Meminjam pandang dari Karl Marx (Storey, 2006), sepeda saat ini boleh jadi dipahami sebagai produk yang mencerminkan sebuah identitas bagi suatu golongan atau kelas masyarakat, dimana sepeda menjadi gambaran dari bentuk gaya hidup ideal atau kemapanan. Semakin seseorang dapat mengikuti idealisme yang disodorkan oleh media lewat berita dan iklan, maka orang tersebut akan semakin dianggap memiliki identitas diri yang kuat di dalam masyarakat.
Hal serupa juga diungkapkan oleh Herbert Marcuse dalam Storey (2006), yang menjelaskan bahwa pengiklan lewat ideologi konsumerisme mendorong terciptanya kebutuhan palsu dan kebutuhan ini bekerja sebagai kontrol sosial.
Disini, konsumsi yang dilakukan oleh masyarakat dapat membentuk identitasnya, serta dapat berfungsi sebagai pengikat kelas sosial. Dari sini, kita bisa melihat bahwa kelas-kelas sosial memainkan perannya masing-masing.
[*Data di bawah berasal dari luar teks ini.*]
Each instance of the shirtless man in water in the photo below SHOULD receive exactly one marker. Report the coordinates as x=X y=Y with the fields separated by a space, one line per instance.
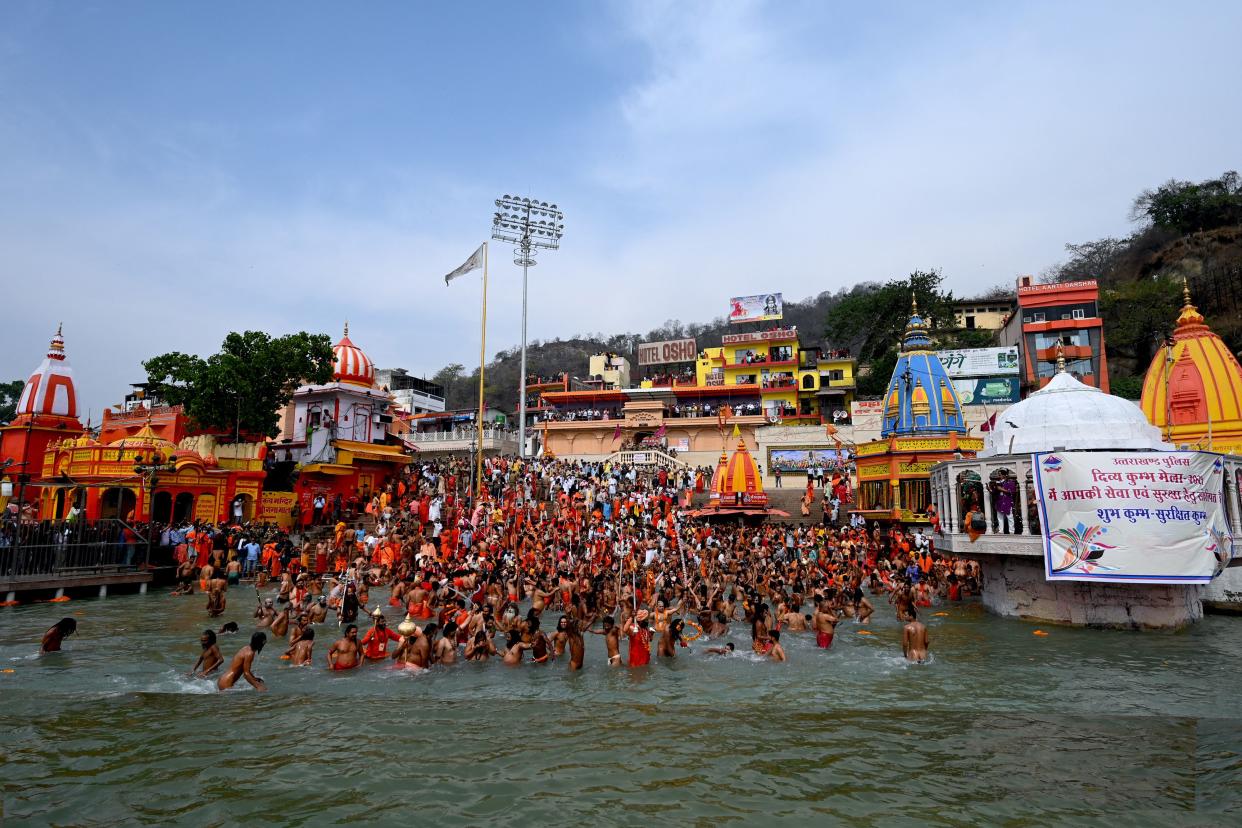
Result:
x=281 y=622
x=576 y=647
x=611 y=638
x=242 y=664
x=825 y=622
x=216 y=603
x=776 y=652
x=210 y=659
x=914 y=639
x=446 y=648
x=344 y=653
x=299 y=654
x=263 y=615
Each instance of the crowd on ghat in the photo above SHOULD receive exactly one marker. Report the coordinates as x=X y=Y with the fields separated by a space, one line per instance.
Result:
x=601 y=548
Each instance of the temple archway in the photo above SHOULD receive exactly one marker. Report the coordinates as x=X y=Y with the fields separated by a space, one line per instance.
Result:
x=118 y=504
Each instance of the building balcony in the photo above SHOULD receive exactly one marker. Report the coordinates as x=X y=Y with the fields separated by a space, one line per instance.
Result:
x=1068 y=351
x=496 y=441
x=765 y=361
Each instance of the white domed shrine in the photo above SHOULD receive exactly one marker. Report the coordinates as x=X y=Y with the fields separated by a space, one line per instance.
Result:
x=1067 y=415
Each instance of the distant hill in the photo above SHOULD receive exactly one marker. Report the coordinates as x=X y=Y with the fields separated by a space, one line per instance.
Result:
x=570 y=355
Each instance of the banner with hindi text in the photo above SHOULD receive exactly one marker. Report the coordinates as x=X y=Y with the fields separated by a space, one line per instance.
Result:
x=1133 y=517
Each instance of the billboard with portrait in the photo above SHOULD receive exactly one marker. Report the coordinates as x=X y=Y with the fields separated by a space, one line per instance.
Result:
x=799 y=459
x=980 y=361
x=988 y=390
x=763 y=307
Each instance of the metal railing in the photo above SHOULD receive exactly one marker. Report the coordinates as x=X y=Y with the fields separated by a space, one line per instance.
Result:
x=462 y=435
x=647 y=458
x=70 y=548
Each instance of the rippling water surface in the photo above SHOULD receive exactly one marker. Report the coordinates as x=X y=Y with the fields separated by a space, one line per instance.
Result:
x=1002 y=728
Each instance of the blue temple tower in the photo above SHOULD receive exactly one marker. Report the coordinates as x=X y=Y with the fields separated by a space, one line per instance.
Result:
x=923 y=425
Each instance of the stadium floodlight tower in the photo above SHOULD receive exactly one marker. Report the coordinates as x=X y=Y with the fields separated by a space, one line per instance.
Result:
x=529 y=225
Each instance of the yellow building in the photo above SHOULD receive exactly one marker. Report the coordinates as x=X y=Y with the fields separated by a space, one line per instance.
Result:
x=1192 y=390
x=795 y=384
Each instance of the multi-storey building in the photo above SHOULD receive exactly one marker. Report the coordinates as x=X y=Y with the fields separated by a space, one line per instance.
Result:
x=1055 y=320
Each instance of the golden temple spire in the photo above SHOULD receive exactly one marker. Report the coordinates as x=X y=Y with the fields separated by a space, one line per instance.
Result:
x=1189 y=314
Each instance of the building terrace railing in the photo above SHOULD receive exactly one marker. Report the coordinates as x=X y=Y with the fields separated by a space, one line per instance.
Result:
x=70 y=548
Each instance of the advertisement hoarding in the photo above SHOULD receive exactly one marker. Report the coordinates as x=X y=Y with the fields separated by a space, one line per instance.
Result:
x=980 y=361
x=866 y=409
x=800 y=459
x=763 y=307
x=1133 y=517
x=677 y=350
x=988 y=390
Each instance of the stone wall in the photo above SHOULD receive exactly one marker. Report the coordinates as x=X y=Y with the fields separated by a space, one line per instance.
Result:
x=1015 y=586
x=1225 y=594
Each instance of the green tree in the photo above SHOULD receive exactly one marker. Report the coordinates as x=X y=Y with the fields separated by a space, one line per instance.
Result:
x=1189 y=207
x=1137 y=317
x=9 y=395
x=242 y=387
x=871 y=320
x=1096 y=260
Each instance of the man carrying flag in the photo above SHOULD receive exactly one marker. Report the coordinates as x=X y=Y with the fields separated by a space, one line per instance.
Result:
x=477 y=260
x=472 y=263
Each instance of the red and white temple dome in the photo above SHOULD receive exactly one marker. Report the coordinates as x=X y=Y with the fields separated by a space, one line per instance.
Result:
x=50 y=390
x=350 y=364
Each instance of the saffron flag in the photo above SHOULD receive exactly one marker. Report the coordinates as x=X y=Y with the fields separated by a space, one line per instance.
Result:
x=472 y=263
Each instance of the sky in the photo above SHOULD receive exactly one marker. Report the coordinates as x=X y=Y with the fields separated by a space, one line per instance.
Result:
x=172 y=171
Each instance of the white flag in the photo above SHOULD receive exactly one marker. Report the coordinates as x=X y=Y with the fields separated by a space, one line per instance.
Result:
x=472 y=263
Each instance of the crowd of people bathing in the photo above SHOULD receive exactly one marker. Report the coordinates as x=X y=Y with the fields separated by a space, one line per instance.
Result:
x=605 y=548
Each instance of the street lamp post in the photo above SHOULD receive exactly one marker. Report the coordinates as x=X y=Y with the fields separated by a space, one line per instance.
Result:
x=530 y=225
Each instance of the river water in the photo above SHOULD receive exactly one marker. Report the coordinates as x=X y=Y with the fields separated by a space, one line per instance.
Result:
x=1001 y=728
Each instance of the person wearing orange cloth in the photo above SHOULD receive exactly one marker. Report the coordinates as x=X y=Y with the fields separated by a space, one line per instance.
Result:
x=378 y=637
x=640 y=641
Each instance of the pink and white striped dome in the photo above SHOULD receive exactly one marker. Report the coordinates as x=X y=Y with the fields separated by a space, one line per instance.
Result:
x=350 y=364
x=50 y=391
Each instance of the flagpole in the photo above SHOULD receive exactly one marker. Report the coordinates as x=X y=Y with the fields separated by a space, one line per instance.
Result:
x=482 y=365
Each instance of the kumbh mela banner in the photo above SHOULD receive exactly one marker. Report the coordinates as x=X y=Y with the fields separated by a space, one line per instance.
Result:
x=1133 y=517
x=763 y=307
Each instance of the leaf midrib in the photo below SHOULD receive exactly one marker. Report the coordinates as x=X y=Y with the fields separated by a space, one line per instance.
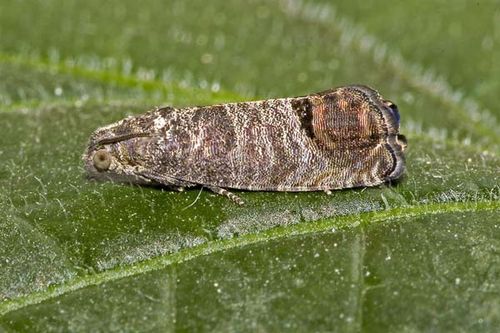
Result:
x=163 y=261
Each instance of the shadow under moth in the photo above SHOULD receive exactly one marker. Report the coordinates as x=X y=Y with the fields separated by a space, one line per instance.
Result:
x=339 y=138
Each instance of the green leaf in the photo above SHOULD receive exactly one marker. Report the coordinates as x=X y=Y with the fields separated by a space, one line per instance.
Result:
x=418 y=255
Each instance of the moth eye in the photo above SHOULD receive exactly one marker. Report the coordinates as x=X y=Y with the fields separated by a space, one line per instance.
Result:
x=102 y=160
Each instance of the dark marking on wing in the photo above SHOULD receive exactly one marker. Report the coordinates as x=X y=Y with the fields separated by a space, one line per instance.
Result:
x=303 y=109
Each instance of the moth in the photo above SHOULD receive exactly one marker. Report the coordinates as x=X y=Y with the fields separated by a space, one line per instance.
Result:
x=335 y=139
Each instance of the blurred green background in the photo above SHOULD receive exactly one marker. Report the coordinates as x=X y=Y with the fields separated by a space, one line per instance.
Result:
x=419 y=255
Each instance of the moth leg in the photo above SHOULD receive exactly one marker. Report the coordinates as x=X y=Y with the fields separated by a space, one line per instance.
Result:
x=226 y=193
x=166 y=180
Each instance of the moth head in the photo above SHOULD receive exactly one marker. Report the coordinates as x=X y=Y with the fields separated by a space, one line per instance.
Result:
x=116 y=153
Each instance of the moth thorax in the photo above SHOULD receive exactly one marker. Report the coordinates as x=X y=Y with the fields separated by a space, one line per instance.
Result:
x=134 y=151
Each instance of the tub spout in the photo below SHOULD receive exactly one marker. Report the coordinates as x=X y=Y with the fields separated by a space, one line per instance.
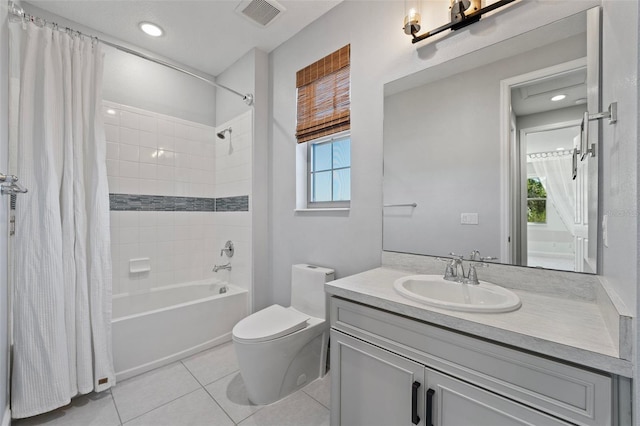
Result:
x=226 y=266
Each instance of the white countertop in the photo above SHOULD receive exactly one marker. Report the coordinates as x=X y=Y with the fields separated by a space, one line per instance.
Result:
x=562 y=328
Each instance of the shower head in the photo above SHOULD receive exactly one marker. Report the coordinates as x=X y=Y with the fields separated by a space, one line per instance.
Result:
x=221 y=134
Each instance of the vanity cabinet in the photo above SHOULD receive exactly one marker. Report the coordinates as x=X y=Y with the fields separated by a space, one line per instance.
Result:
x=391 y=370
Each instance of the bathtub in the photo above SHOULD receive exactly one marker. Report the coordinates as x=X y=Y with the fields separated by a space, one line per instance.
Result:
x=165 y=324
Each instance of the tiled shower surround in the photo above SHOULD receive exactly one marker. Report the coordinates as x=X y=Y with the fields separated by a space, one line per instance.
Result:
x=177 y=194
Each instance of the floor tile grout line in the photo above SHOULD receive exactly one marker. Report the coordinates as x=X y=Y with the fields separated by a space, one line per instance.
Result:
x=208 y=393
x=161 y=405
x=315 y=399
x=221 y=407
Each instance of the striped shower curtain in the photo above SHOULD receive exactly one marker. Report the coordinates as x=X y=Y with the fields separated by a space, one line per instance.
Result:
x=61 y=276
Dimulainya kampanye menggunakan sepeda di Eropa dan tingginya akan pembelian sepeda di Indonesia, membuat banyak sekali iklan-iklan sepeda berseliweran di internet. Sebagai contoh, hampir di semua portal berita yang penulis jadikan sumber pada waktu itu, menyajikan iklan sepeda dengan merek Rad Power Bikes. Seperti yang dikutip dari radpower bikes.com, Rad Power Bikes adalah perusahaan sepeda elektrik (ebike) asal Amerika Serikat
Berkaitan dengan Covid-19, dalam laman resmi perusahaannya, ada sebuah tautan yang berbunyi “COVID-19 Update: Learn more about what we’re doing to improve our customer experience”. Isi dari tautan ini menjelaskan bahwa produk dari Rad Power Bikes mengalami kenaikan permintaan produk sebesar 297%. Peningkatan permintaan ini, sampai-sampai membuat banyak perombakan, seperti menambah staff, bahan baku, meningkatkan alat produksi dan lainnya.
Di lain hal, orang-orang Indonesia yang kebanyakan membeli sepeda baru adalah mereka yang memang cukup mampu. Hal ini bisa dibuktikan dari sebuah daftar harga sepeda yang di jual. Dikutip dari tribunnews.com, sebuah toko sepeda bernama Rukun Makmur yang ada di, Kota Solo, Jawa Tengah, memiliki harga sepeda yang bervariasi. Mulai dari yang paling murah, yakni di kisaran Rp 900.000 hingga yang paling mahal di kisaran harga Rp 93.000.000.
Tidak hanya pembelian sepeda baru saja yang marak, namun pembelian sepeda bekas juga marak di Yogyakarta. Dikutip dari harianjogja.com, pembelian sepeda bekas di pasar GAPSSTA juga terjadi. Meski memang terbilang cukup murah, yakni di kisaran angka Rp 150.000-Rp 1.500.000, namun masih ada banyak saja pembelinya. Ada perbedaan mengenai harga dan kualitas, tapi kesamaannya adalah ada sebuah tren yang kembali hidup, yakni bersepeda
Tren ini akhirnya mempengaruhi bagaimana masyarakat menyesuaikan dengan kekuatan ekonominya masing-masing. Pembelian sepeda antara baru maupun yang bekas, pada dasarnya juga menimbulkan sebuah gejala baru, yakni kelas-kelas yang berkuasa, selalu dan mewajibkan diri untuk ikut terlibat di dalam merawat budaya populer. Kelas-kelas yang berkuasa jelas sangat tidak ingin kehilangan kekuasaan hegemoniknya terhadap kelas-kelas yang lebih rendah.
Orang-orang yang membeli sepeda baru dengan kisaran harga yang mahal dapat dipandang sebagai orang yang berkuasa. Sedangkan, orang-orang yang mungkin tidak memiliki faktor ekonomi yang cukup dan digambarkan sebagai pembeli sepeda bekas adalah orang-orang yang juga berusaha mengikuti hal serupa, dimana mereka kemudian dipandang sebagai orang-orang yang masuk ke dalam budaya rendah.
Disinilah, muncul yang dinamakan dengan persaingan kelas, dalam teori konsumsi, dimana orang-orang yang memiliki kapital akan melihat bahwa membeli sepeda baru menjadi hal yang keren dan mengikuti trend serta bertransformasi menjadi gaya hidup baru. Sedangkan, orang-orang yang membeli sepeda bekas akan dipandang sebagai orang yang menyimpang dari marwah trendnya dan hanya dicap sebagai budaya pengikut yang rendahan.